講演情報

[IV-20-09]卵子回収液へのアスコルビン酸の添加はウシ卵巣吸引卵子の生存率を改善する

*伊丹 暢彦1、平尾 雄二1 (1. 農研機構畜産研究部門)
【目的】食肉処理場由来のウシ卵巣を利用する場合、実験室への移動及び採卵までの時間に卵巣は虚血状態に陥る。この卵巣からの採卵時にはいわゆる虚血再灌流の状況と同じ、活性酸素に起因する細胞障害が生じることが考えられる。
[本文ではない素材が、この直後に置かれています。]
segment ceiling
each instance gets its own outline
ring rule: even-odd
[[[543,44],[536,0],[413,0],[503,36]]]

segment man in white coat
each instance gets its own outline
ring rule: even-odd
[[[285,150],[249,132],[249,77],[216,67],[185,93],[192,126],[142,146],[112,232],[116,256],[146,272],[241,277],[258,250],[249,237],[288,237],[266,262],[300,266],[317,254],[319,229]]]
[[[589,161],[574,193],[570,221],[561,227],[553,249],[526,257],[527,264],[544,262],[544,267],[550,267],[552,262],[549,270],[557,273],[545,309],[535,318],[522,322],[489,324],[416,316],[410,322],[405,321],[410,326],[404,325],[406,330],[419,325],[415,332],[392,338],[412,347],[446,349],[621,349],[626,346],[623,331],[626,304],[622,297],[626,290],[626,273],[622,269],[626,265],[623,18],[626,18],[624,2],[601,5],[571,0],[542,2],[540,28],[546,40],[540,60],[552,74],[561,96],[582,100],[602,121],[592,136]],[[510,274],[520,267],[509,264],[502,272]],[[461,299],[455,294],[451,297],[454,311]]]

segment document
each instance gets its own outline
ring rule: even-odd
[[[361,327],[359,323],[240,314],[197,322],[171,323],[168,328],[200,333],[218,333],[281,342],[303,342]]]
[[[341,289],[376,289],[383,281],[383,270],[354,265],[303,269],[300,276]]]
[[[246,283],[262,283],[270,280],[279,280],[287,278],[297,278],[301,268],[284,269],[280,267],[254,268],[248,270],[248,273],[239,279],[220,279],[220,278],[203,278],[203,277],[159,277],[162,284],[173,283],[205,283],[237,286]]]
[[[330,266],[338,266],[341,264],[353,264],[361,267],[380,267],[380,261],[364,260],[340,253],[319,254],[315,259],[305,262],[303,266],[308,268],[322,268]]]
本研究では吸引採卵の際に用いるPBSに、抗酸化作用を有するアスコルビン酸ナトリウム(Asc)を添加し、その後の卵子生存率や活性酸素量に及ぼす影響を調べた。【方法】吸引に用いるシリンジと卵胞液貯留用チューブにあらかじめPBSを入れておき、最終的に卵胞液とPBSが約一対一になるように採卵した。卵胞液貯留用チューブは、採卵中は38℃に保温しつつ定期的に緩やかに撹拌した。PBSに400 µMのAscを添加したものを試験区として用い(最終濃度約200 µM)、非添加区を対象区とした。回収した卵子をヒアルロニダーゼにより裸化し、生存率の判定をPropidium Iodide染色にて、活性酸素量の測定をCellROX染色にて行った。【結果】対象区と比較して、Asc区では卵子生存率が約10%高かった(79.0% vs 89.4%, p=0.02)。活性酸素量は対象区を基準とした場合、Asc区で減少した(1.00 vs 0.73, p=0.001)。このことから、卵子回収液へのAsc添加はウシ卵巣吸引卵子の生存率を改善することが示された。